Quem de vós não ouviu já falar daquele ou daquela pessoa, mais nova ou mais velha, de mais perto ou de mais longe, que está doente com “a tal doença ruim” cujo nome até evitamos pronunciar não vá ela pegar-nos também?
Andamos – acho eu – a mexer há demasiado tempo com o que não devemos e a caminhar para a autodestruição. Nunca, jamais ou em tempo algum, o Homem conseguirá substituir a Natureza. Poderá imitá-la, poderá substituir alguns dos seus efeitos por outros similares, mas nunca conseguirá superá-la.
E de tanto ousar, vai perder o controle e sofrer as consequências.
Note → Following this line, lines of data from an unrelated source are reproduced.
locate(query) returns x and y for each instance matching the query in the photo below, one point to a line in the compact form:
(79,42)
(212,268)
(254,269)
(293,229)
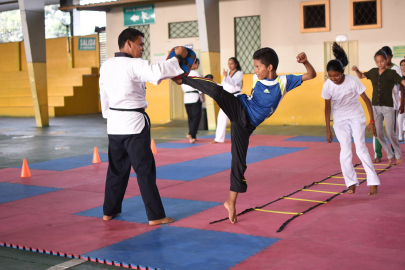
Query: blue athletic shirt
(266,96)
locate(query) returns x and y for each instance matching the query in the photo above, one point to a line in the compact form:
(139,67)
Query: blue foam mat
(68,163)
(202,167)
(133,209)
(184,248)
(13,192)
(318,139)
(177,145)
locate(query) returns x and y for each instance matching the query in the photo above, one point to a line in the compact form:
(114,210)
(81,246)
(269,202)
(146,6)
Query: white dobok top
(122,86)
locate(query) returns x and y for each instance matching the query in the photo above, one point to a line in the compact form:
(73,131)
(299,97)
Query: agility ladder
(305,188)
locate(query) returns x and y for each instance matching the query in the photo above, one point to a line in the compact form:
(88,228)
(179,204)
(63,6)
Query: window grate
(314,16)
(146,32)
(247,41)
(365,13)
(183,29)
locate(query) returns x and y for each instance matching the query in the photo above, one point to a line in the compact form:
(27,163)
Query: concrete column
(33,24)
(208,27)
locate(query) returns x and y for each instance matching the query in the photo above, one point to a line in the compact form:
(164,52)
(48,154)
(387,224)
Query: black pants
(124,151)
(194,116)
(241,128)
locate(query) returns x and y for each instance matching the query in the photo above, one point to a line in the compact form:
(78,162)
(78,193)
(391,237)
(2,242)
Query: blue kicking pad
(13,192)
(187,63)
(202,167)
(179,248)
(177,145)
(68,163)
(133,209)
(318,139)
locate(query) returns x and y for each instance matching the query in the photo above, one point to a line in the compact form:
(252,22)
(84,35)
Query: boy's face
(380,62)
(262,72)
(403,66)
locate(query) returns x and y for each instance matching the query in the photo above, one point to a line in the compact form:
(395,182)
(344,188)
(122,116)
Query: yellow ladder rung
(287,213)
(320,191)
(374,169)
(333,184)
(343,177)
(296,199)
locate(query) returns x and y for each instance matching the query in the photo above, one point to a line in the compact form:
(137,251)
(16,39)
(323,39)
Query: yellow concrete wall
(158,97)
(71,89)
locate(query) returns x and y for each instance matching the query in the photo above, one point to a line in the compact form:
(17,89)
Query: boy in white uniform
(232,83)
(348,119)
(123,103)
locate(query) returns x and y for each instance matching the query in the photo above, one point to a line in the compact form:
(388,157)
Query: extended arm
(311,73)
(329,136)
(358,72)
(371,125)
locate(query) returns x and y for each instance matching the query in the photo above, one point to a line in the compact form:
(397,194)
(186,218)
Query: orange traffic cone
(153,146)
(96,157)
(25,172)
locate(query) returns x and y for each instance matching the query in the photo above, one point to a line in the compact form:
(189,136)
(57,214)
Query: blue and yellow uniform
(266,96)
(245,113)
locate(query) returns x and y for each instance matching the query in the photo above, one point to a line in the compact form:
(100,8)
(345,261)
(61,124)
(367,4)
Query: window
(183,29)
(314,16)
(365,14)
(146,32)
(247,41)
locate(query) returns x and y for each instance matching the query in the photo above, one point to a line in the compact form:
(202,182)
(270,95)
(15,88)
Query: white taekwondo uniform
(233,85)
(122,95)
(348,121)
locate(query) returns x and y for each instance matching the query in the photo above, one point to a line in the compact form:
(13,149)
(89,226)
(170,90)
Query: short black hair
(236,63)
(382,53)
(341,60)
(267,56)
(387,50)
(129,33)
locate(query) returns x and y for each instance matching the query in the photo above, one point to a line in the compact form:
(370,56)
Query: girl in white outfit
(232,83)
(348,119)
(401,117)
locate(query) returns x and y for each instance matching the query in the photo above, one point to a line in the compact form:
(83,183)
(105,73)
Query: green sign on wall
(399,51)
(87,44)
(139,15)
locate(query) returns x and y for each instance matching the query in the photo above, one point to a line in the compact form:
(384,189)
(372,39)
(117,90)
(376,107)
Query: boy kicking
(247,112)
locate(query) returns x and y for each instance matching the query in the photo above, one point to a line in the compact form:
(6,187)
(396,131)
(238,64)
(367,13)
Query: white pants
(401,126)
(222,122)
(344,131)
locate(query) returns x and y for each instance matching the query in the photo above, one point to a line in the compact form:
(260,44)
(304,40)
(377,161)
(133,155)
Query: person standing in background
(193,100)
(231,83)
(401,117)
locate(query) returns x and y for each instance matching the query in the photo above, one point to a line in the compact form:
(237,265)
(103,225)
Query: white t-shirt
(191,97)
(345,98)
(396,89)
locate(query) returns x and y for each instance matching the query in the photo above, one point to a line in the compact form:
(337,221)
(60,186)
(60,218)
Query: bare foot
(373,191)
(232,211)
(352,189)
(107,218)
(376,160)
(165,220)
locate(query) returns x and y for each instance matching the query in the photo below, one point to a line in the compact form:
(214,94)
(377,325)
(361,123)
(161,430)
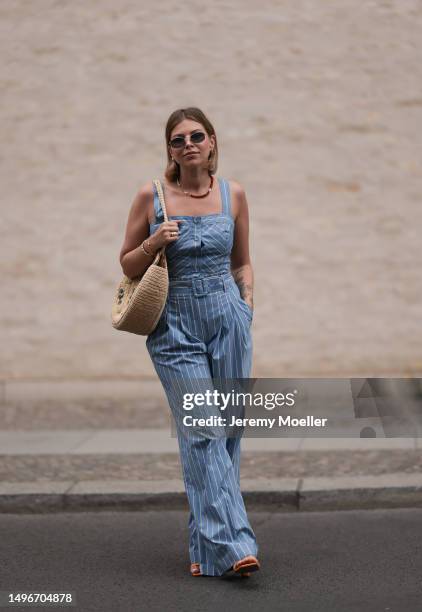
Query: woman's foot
(195,569)
(245,566)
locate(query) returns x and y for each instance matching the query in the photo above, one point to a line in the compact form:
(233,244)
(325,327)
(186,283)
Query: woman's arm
(133,260)
(241,266)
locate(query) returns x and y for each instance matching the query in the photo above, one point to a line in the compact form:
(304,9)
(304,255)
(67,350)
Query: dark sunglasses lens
(177,142)
(197,137)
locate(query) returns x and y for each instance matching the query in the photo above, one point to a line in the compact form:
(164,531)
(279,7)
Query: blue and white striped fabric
(204,334)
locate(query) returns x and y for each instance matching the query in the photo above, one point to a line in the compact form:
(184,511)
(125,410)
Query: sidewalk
(122,469)
(114,452)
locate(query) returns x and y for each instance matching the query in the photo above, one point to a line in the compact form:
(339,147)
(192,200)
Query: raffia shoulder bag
(139,302)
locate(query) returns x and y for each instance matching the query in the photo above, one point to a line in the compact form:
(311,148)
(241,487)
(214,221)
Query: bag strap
(159,188)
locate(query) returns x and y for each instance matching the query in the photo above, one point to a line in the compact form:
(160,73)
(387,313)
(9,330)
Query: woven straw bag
(139,302)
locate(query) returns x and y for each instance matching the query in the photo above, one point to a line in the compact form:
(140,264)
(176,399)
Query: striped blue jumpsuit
(204,334)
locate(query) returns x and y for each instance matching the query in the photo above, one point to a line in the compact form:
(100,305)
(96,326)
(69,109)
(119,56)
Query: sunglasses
(179,141)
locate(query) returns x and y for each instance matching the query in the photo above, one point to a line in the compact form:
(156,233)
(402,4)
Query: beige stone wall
(318,109)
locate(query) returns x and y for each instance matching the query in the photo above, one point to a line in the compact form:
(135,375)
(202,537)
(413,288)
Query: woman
(204,331)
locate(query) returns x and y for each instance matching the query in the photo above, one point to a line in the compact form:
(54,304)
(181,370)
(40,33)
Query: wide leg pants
(204,334)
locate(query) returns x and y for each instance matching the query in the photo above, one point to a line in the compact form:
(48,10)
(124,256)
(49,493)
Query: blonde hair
(172,171)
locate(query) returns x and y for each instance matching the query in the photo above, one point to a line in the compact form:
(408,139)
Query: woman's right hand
(163,234)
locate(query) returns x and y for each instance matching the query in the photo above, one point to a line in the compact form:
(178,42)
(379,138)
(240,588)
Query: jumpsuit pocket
(247,308)
(161,325)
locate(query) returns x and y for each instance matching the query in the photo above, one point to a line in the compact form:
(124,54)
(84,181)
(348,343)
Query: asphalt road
(134,561)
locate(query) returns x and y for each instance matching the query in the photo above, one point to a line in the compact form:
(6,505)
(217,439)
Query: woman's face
(191,153)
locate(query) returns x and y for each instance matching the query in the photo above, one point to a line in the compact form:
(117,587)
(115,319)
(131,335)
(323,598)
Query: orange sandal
(245,566)
(195,569)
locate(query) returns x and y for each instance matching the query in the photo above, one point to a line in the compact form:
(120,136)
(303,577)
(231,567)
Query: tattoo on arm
(246,290)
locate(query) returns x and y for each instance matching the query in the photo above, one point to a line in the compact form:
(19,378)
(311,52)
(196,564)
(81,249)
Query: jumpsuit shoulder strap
(158,211)
(225,195)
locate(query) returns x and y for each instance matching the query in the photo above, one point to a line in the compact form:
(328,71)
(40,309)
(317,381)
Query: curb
(398,490)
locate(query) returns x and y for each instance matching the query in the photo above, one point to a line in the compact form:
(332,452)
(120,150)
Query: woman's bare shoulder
(238,197)
(236,187)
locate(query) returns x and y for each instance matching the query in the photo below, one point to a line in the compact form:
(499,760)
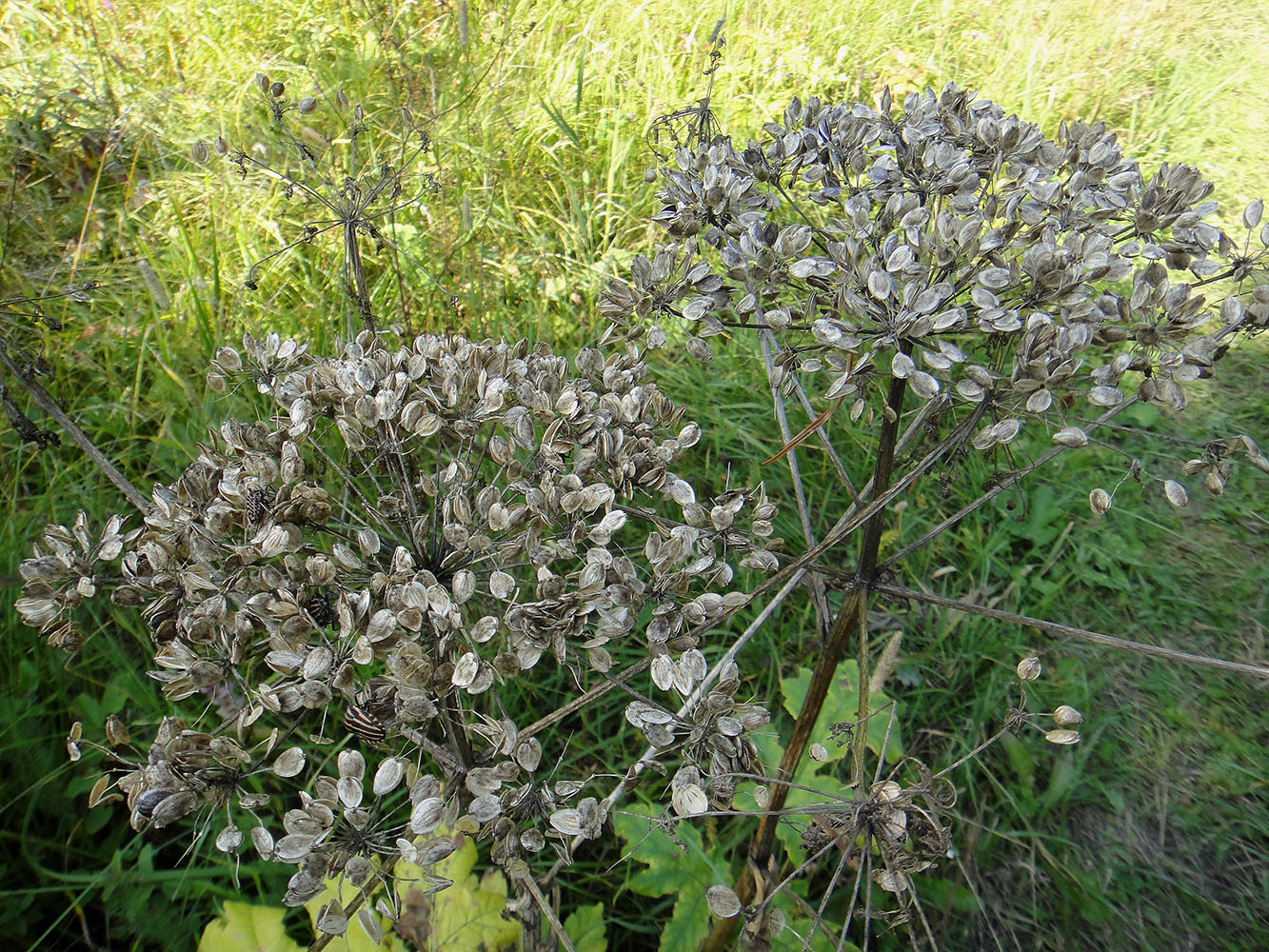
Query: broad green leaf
(247,928)
(683,870)
(585,928)
(466,917)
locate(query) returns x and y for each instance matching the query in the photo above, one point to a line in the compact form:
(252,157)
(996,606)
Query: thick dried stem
(852,620)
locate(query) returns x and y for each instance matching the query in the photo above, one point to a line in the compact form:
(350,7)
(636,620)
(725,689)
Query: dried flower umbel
(941,248)
(349,189)
(408,531)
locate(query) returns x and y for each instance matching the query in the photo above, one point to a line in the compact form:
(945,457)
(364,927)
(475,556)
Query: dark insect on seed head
(365,725)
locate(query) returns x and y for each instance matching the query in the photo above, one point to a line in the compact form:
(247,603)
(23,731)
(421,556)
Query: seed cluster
(407,532)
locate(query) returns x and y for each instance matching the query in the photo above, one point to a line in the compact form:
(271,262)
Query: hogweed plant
(351,185)
(350,597)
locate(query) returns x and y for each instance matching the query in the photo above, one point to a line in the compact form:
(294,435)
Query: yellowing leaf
(355,939)
(247,928)
(683,871)
(466,917)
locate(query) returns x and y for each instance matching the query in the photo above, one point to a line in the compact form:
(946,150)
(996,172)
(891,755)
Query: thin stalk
(50,407)
(1081,634)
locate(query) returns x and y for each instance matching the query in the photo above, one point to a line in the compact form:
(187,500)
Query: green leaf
(684,870)
(247,928)
(585,928)
(466,917)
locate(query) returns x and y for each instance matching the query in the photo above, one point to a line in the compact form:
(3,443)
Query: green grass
(1150,834)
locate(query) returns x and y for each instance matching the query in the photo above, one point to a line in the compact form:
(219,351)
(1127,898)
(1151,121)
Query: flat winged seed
(1105,396)
(985,438)
(1100,502)
(1253,212)
(466,670)
(263,842)
(349,791)
(293,847)
(500,585)
(566,822)
(1071,437)
(1067,716)
(350,764)
(723,902)
(689,800)
(1040,402)
(464,585)
(289,762)
(1028,669)
(332,921)
(1061,735)
(924,385)
(1176,494)
(382,625)
(98,791)
(388,776)
(1006,429)
(485,807)
(663,672)
(228,840)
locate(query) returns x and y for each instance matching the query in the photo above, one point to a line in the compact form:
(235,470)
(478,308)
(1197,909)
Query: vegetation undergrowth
(1147,833)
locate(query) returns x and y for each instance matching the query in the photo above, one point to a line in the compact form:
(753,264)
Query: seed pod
(1176,494)
(1067,716)
(1100,502)
(723,902)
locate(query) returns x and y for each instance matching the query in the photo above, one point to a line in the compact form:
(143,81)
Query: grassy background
(1150,834)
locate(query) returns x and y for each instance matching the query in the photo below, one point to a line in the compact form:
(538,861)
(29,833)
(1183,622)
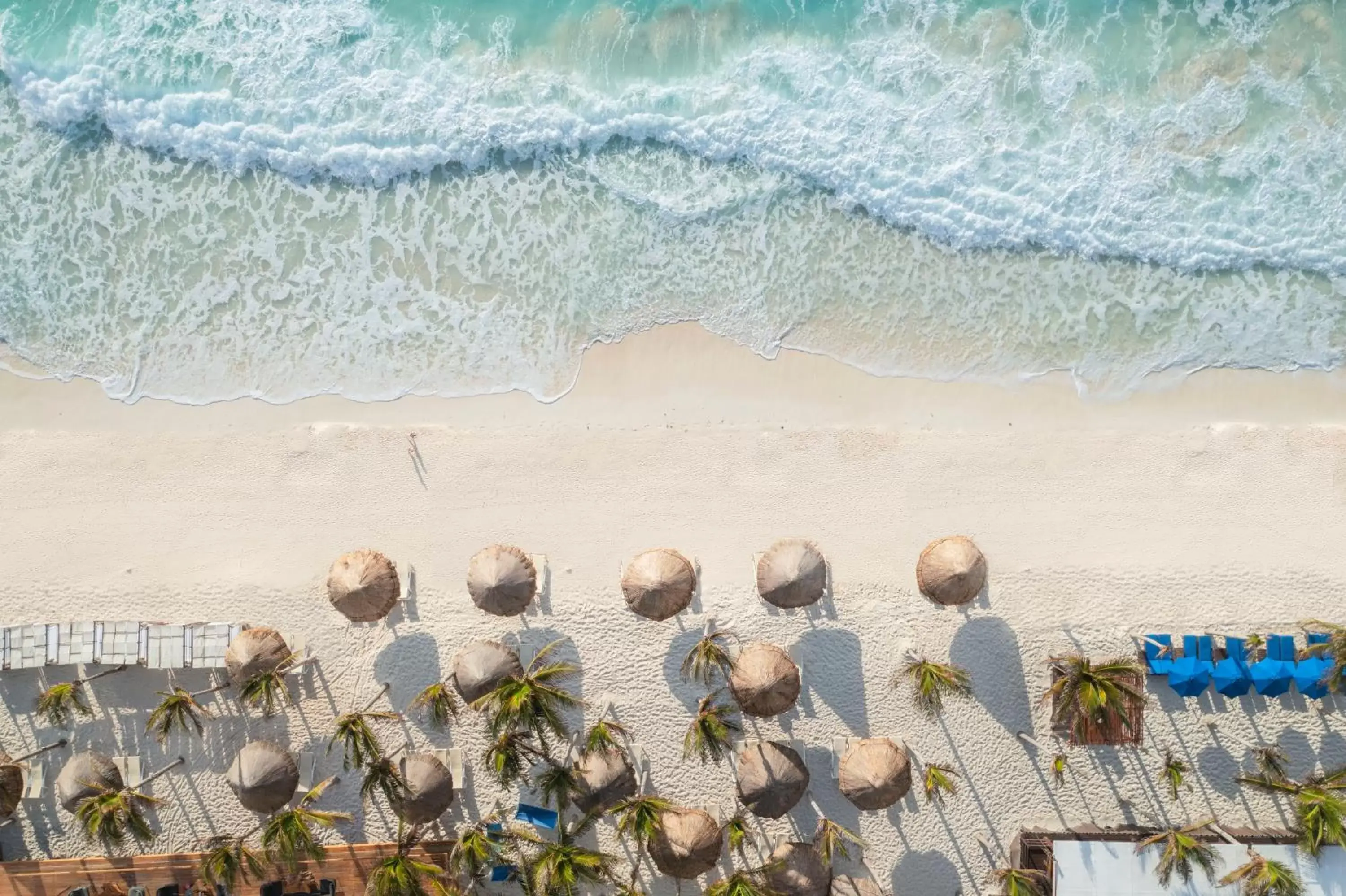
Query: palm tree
(1182,853)
(111,814)
(1084,693)
(708,657)
(939,781)
(932,683)
(711,734)
(360,744)
(62,701)
(400,875)
(179,709)
(1260,876)
(439,704)
(288,835)
(1173,774)
(562,867)
(1019,882)
(511,755)
(532,701)
(229,860)
(1320,808)
(831,840)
Quiçá estejamos apenas no começo.
Sem qualquer pretensão de me julgar mais perfeito que os demais, tenho no entanto plena consciência de que sempre a respeitei.
Sou provavelmente um dos seus mais fiéis seguidores. Que o digam os milhares de imagens do meu acervo fotográfico onde mais de noventa por cento são a fauna, a flora, as paisagens rústicas e ambientais que me rodeiam, o céu azul ou nublado, as cores do por do sol, essa obra-prima incrível que todos os dias se pode contemplar e em si encerra, em toda a magnificência, o Mundo que habitamos.
Mas não só, porque também acho imponentes as cores da aurora desde o amanhecer até o astro-rei se elevar radioso na linha do horizonte. Poucas coisas raras das que conheço, admiro mais do que a essas.
Por isso ao acordar tenho por hábito agradecer sempre o início de mais um dia de vida. E de igual modo, antes de adormecer, o dia vivido. Não o faço por beatice, mas por absoluta convicção desse dever de gratidão.
Ser grato, atento e disponível, fazem, sempre fizeram e farão, parte integrante do meu ADN.
Vivo cada dia serenamente não por isso ser agora muito recomendado em virtude dos medos, sustos guerras e pandemias que vão surgindo, mas porque sempre assim pensei e entendo que cada dia que amanhece soma mais um à nossa vida, mas também, simultaneamente, é
menos um no total daqueles que estão destinados para completar o nosso terreno ciclo de vida.
Essa é, seguramente, a mais precisa e imutável equação de cada ser vivo sobre a terra. Nunca se esqueçam dela. E procurem ser felizes, mesmo quando for difícil alcançar o que entenderem necessário para o conseguir.